The Russian foreign ministry seemed to stop short of Kerry’s announcement. The ministry said Lavrov and Kerry spoke on the phone Sunday for a second day in a row and discussed “the modality and conditions” for a ceasefire in Syria that would exclude groups that the UN Security Council considers terrorist organisations.
An aerial campaign by Moscow launched last autumn has driven the most significant gains by the Assad regime since the start of the war, having primarily targeted mainstream rebels bent on overthrowing him.
Fighting has intensified in Syria during recent weeks and the earlier deadline to cease military activities was not observed. The United States, Russia and other world powers agreed 12 February on a deal calling for the ceasing of hostilities within a week, the delivery of urgently needed aid to besieged areas of Syria and a return to peace talks in Geneva.
UN envoy Staffan De Mistura halted the latest Syria talks on 3 February, because of major differences between the two sides, exacerbated by increased aerial bombings and a wide military offensive by Syrian troops and their allies under the cover of Russian airstrikes. The humanitarian situation has worsened, with an estimated 13.5 million Syrians in need of aid, including six million children.
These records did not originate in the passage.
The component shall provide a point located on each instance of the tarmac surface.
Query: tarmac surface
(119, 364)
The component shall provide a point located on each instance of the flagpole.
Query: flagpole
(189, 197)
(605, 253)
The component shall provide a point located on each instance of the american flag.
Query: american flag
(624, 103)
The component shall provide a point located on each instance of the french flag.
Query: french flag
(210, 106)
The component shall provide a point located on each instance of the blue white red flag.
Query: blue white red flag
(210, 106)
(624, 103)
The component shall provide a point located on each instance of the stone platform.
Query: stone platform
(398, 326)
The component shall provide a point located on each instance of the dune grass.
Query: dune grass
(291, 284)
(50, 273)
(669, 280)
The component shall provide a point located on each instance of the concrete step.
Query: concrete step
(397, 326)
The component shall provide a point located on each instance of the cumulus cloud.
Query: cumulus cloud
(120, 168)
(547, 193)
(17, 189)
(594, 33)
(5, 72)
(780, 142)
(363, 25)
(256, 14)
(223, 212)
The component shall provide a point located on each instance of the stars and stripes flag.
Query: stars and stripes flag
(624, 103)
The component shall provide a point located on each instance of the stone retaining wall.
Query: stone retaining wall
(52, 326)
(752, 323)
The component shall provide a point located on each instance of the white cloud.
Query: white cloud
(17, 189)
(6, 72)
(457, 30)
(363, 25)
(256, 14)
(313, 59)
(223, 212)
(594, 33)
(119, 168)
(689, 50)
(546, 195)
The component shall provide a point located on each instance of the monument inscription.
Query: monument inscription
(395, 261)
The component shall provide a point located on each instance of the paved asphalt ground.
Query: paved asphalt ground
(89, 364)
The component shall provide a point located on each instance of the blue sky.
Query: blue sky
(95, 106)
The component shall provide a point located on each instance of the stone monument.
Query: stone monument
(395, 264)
The need for a ceasefire has also become even more urgent due to signs that Turkey is threatening to invade northern Syria in a bid to contain the Syrian Kurds, and protect opposition forces. The US has been working with the Syrian Kurds, but Turkey, a key American ally, claims they have links with terrorist organisations inside Turkey. Ankara has been shelling Syrian Kurd positions from inside Turkey despite appeals from America to show restraint.
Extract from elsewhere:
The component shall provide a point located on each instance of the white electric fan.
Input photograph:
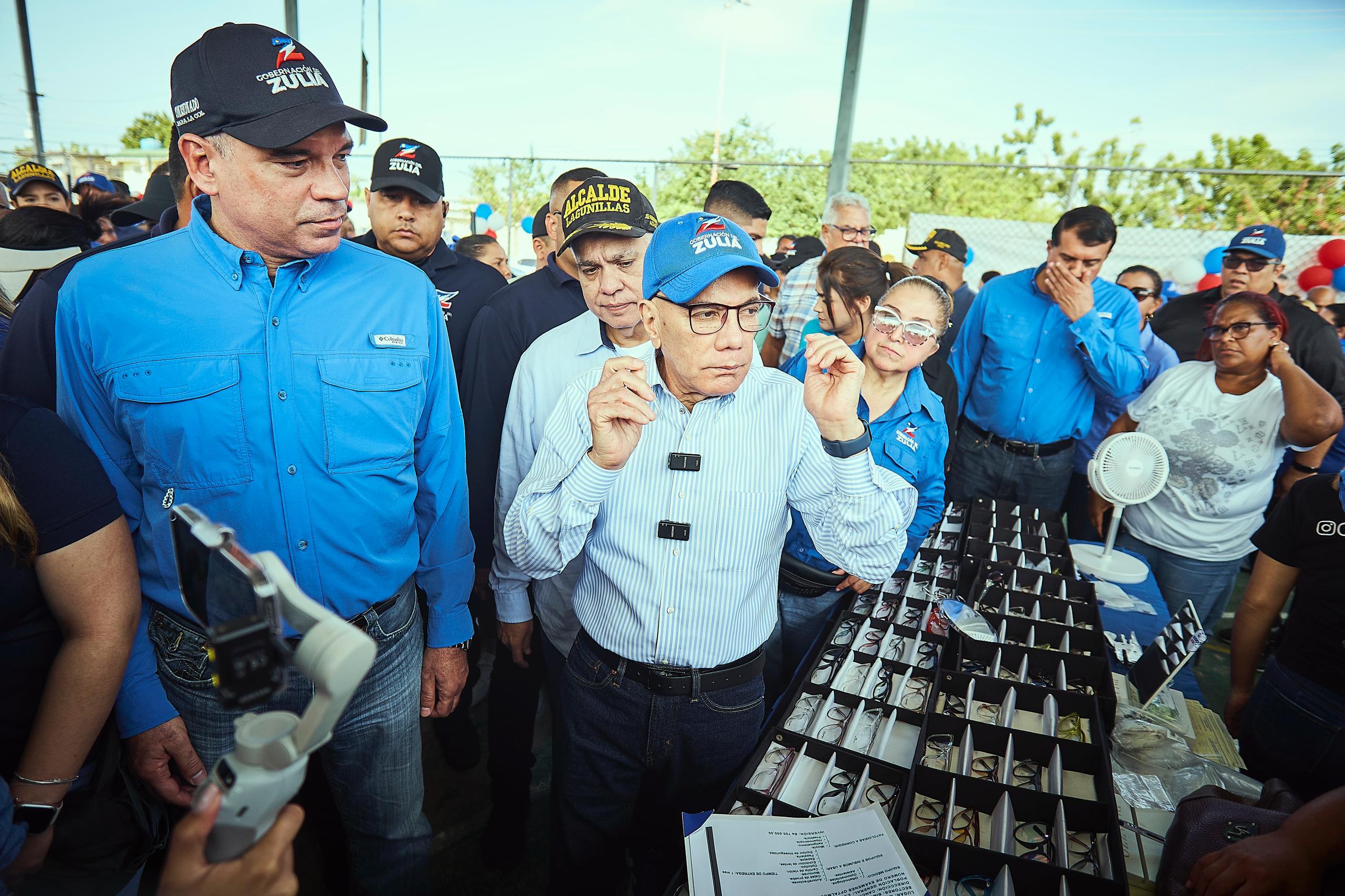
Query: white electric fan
(1127, 468)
In an interview with El Pais on Saturday, Assad said he was ready for a ceasefire on the condition “terrorists” did not use a lull in fighting to their advantage and that countries backing insurgents stopped supporting them.
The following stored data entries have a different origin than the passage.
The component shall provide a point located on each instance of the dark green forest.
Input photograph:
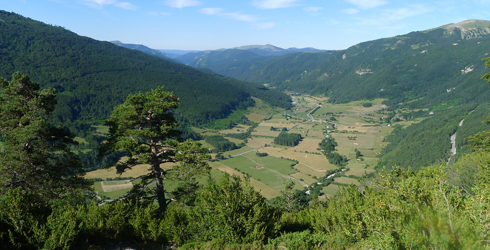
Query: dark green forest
(420, 67)
(287, 139)
(438, 207)
(415, 200)
(92, 77)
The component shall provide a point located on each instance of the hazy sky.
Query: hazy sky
(212, 24)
The Syrian opposition had earlier said it had agreed to the “possibility” of a temporary truce, provided there were guarantees Damascus’s allies, including Russia, would cease fire, sieges were lifted and aid deliveries were allowed countrywide.
Russia has said it would exclude from the ceasefire operations against organisations “recognised as terrorist by the UN Security Council”. This would in effect mean air operations against Isis and the al-Qaida-linked Nusra Front could continue, but there is a dispute about what other groups could be categorised as terrorist. The agreement of Iran would also be required.
Kerry did not suggest his ceasefire would lead to a quick change on the ground. He said: “I do not believe that in the next few days, during which time we try to bring this into effect, there is somehow going to be a tipping point with respect to what is happening on the ground … The opposition has made clear their determination to fight back,” he said.
Meanwhile, at least 57 people were killed and 100 people wounded in a pro-government district of Homs, one of the deadliest attacks in the city in five years of civil war, the Syrian Observatory for Human Rights said. The districts hit – in the Zahra neighbourhood – are predominantly Alawite, the minority Muslim sect to which Assad belongs.
Four explosions hit the southern Damascus district of Sayeda Zeinab, where a revered Shia shrine is located, leaving 62 dead and 180 injured, according to the Observatory.
The attacks on Homs and Damascus targeted areas dominated by Muslim minorities reviled by the Sunni radicals of Isis.
A ceasefire and the resumption of aid deliveries has become a de facto precondition for substantive peace talks to start on a future government for Syria.